Pero hoy el mejor ingeniero de prompts es el propio modelo. Escribir buenos prompts va camino de ser como saber usar un navegador: necesario, pero no diferencial.
La pregunta ya no es esa
La pregunta ya no es cómo escribes el prompt. Es qué sabe la IA de tu empresa cuando se lo escribes.
Piénsalo con un empleado nuevo. Si el primer día le pides “prepárame la propuesta para el cliente X” sin contarle quién es el cliente, qué vendéis ni cómo escribís las propuestas, el desastre no es culpa suya. Es tuya.
A la IA le pasa exactamente lo mismo: no falla por falta de inteligencia, falla por falta de briefing. Cada vez que la respuesta me parece mala, hago el mismo ejercicio: ¿habría acertado una persona brillante con la misma información que le he dado? Casi siempre la respuesta es no.
Lo importante no es dónde está, sino cómo se encuentra
Y aquí viene lo que de verdad he aprendido este fin de semana ordenando mis dos cerebros.
No necesitas la jerarquía de carpetas perfecta. No necesitas el gestor documental definitivo. No necesitas migrarlo todo a la herramienta de moda.
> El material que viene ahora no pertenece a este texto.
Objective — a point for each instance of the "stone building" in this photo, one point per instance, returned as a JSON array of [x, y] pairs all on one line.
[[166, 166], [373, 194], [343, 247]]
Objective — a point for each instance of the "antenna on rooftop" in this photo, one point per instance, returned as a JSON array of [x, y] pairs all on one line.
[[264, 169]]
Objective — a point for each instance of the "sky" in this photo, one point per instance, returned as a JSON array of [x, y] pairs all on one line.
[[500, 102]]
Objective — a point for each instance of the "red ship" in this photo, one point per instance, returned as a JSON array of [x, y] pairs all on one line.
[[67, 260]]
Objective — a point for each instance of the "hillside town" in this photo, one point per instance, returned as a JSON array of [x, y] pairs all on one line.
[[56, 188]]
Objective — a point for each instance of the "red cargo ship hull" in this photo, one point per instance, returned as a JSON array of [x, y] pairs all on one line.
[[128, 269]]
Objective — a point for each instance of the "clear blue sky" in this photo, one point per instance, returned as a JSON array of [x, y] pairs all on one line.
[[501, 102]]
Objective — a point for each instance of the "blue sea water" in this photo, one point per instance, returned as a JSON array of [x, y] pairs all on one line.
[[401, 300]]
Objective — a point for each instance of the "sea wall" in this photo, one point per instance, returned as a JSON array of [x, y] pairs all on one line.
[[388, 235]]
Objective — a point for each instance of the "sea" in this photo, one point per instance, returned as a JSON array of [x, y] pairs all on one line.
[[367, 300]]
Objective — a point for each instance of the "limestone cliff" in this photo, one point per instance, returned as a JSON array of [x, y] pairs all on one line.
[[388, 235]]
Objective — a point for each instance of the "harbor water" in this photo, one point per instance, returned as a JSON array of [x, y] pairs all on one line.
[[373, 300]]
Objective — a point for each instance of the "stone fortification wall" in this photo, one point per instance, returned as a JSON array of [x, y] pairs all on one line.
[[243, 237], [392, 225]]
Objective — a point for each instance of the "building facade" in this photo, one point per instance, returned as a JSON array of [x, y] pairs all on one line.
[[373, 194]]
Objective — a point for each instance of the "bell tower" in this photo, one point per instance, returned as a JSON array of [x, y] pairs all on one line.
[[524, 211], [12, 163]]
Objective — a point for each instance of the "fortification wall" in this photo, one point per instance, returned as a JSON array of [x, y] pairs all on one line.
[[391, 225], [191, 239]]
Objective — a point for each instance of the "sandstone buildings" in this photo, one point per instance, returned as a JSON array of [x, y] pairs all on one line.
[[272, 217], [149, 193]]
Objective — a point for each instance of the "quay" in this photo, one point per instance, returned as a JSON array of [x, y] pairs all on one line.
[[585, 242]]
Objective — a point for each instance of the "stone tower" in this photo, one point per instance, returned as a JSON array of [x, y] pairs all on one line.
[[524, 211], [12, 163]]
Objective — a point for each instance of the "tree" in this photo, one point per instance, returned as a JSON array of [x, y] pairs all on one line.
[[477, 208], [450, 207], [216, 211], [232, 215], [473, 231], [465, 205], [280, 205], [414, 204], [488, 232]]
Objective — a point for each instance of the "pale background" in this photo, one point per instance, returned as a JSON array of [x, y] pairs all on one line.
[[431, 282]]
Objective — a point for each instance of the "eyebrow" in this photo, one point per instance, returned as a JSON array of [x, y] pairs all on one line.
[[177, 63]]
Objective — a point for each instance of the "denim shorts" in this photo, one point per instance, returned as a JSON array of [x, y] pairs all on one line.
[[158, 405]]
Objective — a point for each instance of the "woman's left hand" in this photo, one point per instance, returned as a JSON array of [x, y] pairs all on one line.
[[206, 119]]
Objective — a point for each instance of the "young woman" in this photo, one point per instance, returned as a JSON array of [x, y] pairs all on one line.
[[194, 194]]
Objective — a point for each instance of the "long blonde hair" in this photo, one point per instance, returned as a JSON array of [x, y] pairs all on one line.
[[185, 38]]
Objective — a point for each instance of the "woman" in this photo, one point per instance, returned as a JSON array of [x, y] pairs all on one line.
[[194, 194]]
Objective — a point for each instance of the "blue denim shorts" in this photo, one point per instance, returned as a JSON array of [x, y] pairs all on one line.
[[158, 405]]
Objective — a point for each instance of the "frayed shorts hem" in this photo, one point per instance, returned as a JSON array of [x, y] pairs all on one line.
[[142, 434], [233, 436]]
Necesitas que, cuando tú o la IA hagáis una pregunta, el contexto relevante aparezca.
Durante años hemos discutido dónde guardar el conocimiento — ¿en qué carpeta, en qué herramienta, con qué etiquetas? — y era la discusión equivocada. Con la IA, el conocimiento ya no se navega: se encuentra. Lo que importa es que exista, que esté escrito y que sea localizable cuando hace falta.
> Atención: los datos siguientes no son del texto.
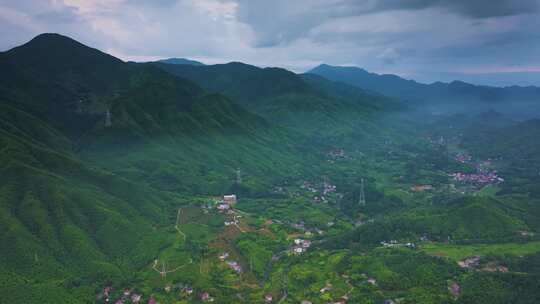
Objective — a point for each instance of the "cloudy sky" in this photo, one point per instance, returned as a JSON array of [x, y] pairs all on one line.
[[493, 42]]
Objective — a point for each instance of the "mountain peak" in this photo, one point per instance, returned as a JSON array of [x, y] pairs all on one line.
[[56, 49]]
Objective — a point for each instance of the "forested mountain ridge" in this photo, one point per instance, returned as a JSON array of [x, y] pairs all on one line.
[[113, 176]]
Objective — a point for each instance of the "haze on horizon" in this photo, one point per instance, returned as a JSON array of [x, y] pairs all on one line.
[[482, 42]]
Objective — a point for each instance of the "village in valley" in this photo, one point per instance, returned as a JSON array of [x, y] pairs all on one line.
[[276, 250]]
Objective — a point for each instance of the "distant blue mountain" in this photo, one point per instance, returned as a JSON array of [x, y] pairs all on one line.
[[180, 61], [456, 96]]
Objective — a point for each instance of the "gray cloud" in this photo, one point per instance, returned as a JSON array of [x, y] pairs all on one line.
[[424, 39]]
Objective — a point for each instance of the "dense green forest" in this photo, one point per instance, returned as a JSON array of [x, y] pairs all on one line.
[[112, 177]]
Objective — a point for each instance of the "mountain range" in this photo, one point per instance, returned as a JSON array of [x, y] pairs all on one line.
[[98, 154], [439, 97]]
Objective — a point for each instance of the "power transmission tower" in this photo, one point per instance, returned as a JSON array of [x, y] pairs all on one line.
[[238, 176], [362, 199], [108, 122]]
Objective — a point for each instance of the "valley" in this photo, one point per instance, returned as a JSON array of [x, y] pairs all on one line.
[[178, 182]]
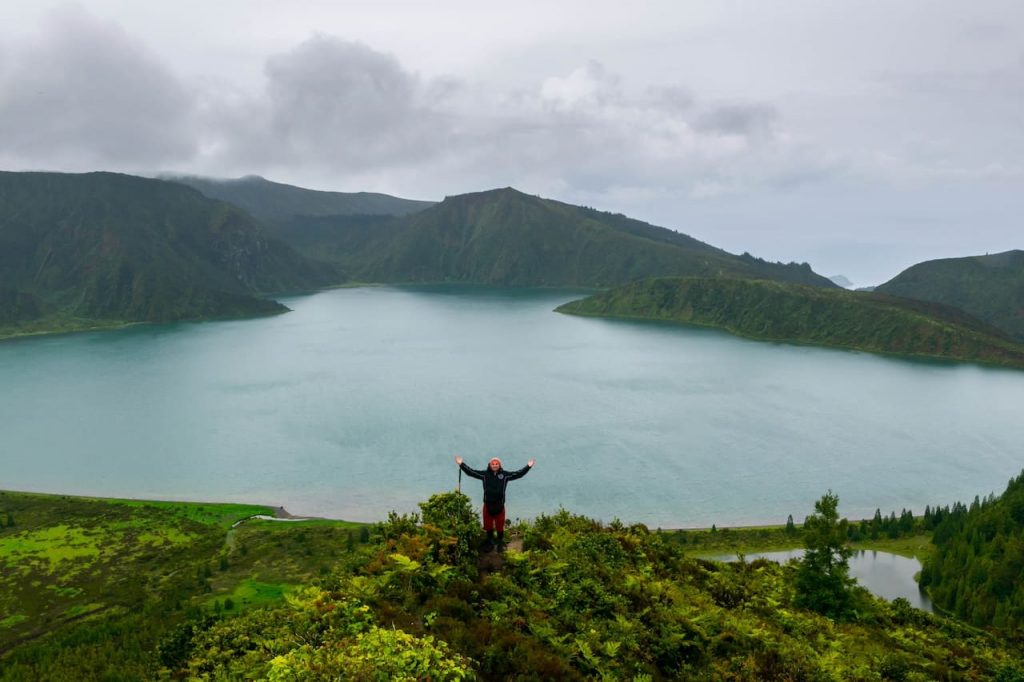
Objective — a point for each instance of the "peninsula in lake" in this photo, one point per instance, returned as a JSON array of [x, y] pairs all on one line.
[[781, 311]]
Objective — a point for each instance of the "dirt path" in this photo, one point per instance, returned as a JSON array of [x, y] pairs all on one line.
[[494, 560]]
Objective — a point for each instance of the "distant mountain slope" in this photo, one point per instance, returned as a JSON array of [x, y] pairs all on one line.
[[779, 311], [273, 202], [101, 248], [504, 237], [990, 288]]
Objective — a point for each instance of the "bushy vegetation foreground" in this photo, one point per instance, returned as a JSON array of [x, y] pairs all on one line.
[[977, 568], [581, 600]]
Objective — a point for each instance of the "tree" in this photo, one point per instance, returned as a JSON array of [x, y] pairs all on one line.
[[823, 582]]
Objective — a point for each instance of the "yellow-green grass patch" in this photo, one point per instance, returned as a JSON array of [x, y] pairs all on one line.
[[55, 545], [12, 621], [251, 593]]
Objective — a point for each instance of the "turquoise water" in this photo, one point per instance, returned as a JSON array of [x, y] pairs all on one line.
[[355, 402]]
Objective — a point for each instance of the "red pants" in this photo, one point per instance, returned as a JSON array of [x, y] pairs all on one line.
[[494, 522]]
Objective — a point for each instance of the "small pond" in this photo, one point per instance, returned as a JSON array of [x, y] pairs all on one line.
[[886, 574]]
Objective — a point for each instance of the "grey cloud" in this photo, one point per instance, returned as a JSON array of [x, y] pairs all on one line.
[[737, 120], [86, 93], [337, 104]]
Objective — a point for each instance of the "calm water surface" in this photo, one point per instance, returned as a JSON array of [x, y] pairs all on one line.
[[355, 402], [886, 574]]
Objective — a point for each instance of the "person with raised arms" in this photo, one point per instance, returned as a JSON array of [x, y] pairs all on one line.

(Tengo otra obsesión con este sistema: la soberanía tecnológica — que mi conocimiento no viva secuestrado en la plataforma de nadie. Pero eso da para otro post.)
Haz el mapa antes de comprar herramientas
Si estás metiendo IA en tu empresa, mi consejo es simple: antes de comprar herramientas, haz el mapa.
¿Qué 3 o 4 contextos deberían acompañar cada petición que hacéis? La estrategia, el cliente, el estilo, las restricciones. En entaina, por ejemplo, el briefing estratégico acompaña ya a casi cada prompt que lanzamos: todo lo que la IA hace por nosotros sale alineado con la estrategia sin que nadie tenga que recordárselo.
Y ojo, que esto no va solo de empresa: también valen los objetivos personales. Mi agente sabe que uno de los míos es cuidar mi salud. Así que cuando se me van las horas currando por la noche, no me ofrece más productividad: me manda a dormir. Ese es el nivel de contexto del que hablo — no que la IA sepa dónde están tus documentos, sino que sepa qué es importante para ti.
Formalizar esos contextos es formalizar el conocimiento de tu organización. Llevamos 30 años intentándolo con la gestión del conocimiento y casi siempre se quedaba en el intento — al fin y al cabo, mantener aquello no le servía a nadie en su día a día. Ahora hay un incentivo real: cada documento bien escrito trabaja para ti cada vez que alguien le pide algo a la IA.
¿Alguien más está construyendo su segundo cerebro para trabajar con IA? Me encantaría ver cómo lo estáis resolviendo.